Synthetic Lethality in CCNE1-amplified High Grade Serous Ovarian Cancer Through Combined Inhibition of Polo-like Kinase 1 and Microtubule Dynamics

Sabrina Noack et al. Oncotarget. .
Free PMC article

Abstract

The taxanes are effective microtubule-stabilizing chemotherapy drugs that inhibit mitosis, induce apoptosis, and produce regression in a fraction of cancers that arise at many sites including the ovary. Novel therapeutic targets that augment taxane effects are needed to improve clinical chemotherapy response in CCNE1-amplified high grade serous ovarian cancer (HGSOC) cells. In this study, we conducted an siRNA-based kinome screen to identify modulators of mitotic progression in CCNE1-amplified HGSOC cells that may influence clinical paclitaxel response. PLK1 is overexpressed in many types of cancer, which correlates with poor prognosis. Here, we identified a novel synthetic lethal interaction of the clinical PLK1 inhibitor BI6727 and the microtubule-targeting drug paclitaxel in HGSOC cell lines with CCNE1-amplification and elucidated the underlying molecular mechanisms of this synergism. BI6727 synergistically induces apoptosis together with paclitaxel in different cell lines including a patient-derived primary ovarian cancer culture.
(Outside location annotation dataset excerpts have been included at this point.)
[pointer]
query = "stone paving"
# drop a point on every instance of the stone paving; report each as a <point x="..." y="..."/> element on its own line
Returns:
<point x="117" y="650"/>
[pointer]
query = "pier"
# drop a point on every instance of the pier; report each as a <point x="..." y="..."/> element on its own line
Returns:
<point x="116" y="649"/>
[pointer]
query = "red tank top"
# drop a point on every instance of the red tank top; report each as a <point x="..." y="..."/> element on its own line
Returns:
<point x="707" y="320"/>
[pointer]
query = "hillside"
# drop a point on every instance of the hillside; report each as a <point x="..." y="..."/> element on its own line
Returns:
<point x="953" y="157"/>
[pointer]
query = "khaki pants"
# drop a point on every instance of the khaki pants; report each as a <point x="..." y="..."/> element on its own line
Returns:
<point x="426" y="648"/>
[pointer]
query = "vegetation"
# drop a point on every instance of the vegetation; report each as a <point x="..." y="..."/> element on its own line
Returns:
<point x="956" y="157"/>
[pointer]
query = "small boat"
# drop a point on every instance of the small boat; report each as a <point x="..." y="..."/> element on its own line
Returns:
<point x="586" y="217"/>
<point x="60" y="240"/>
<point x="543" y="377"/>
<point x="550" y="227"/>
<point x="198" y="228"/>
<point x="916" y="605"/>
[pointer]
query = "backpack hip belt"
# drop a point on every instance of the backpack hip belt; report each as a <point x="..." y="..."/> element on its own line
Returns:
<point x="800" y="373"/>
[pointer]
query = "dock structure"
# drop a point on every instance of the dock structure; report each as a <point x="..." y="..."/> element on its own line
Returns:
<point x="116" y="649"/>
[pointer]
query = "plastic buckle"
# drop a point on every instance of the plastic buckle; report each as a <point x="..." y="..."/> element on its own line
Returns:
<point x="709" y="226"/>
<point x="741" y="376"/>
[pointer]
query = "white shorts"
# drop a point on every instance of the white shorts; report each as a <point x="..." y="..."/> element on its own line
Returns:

Moreover, the inhibition of PLK1 reduced the paclitaxel-induced neurotoxicity in a neurite outgrowth assay. Mechanistically, the combinatorial treatment with BI6727/paclitaxel triggers mitotic arrest, which initiates mitochondrial apoptosis by inactivation of anti-apoptotic BCL-2 family proteins, followed by significant loss of the mitochondrial membrane potential and activation of caspase-dependent effector pathways. This conclusion is supported by data showing that BI6727/paclitaxel-co-treatment stabilizes FBW7, a component of SCF-type ubiquitin ligases that bind and regulate key modulators of cell division and growth including MCL-1 and Cyclin E. This identification of a novel synthetic lethality of PLK1 inhibitors and a microtubule-stabilizing drug has important implications for developing PLK1 inhibitor-based combination treatments in CCNE1-amplified HGSOC cells.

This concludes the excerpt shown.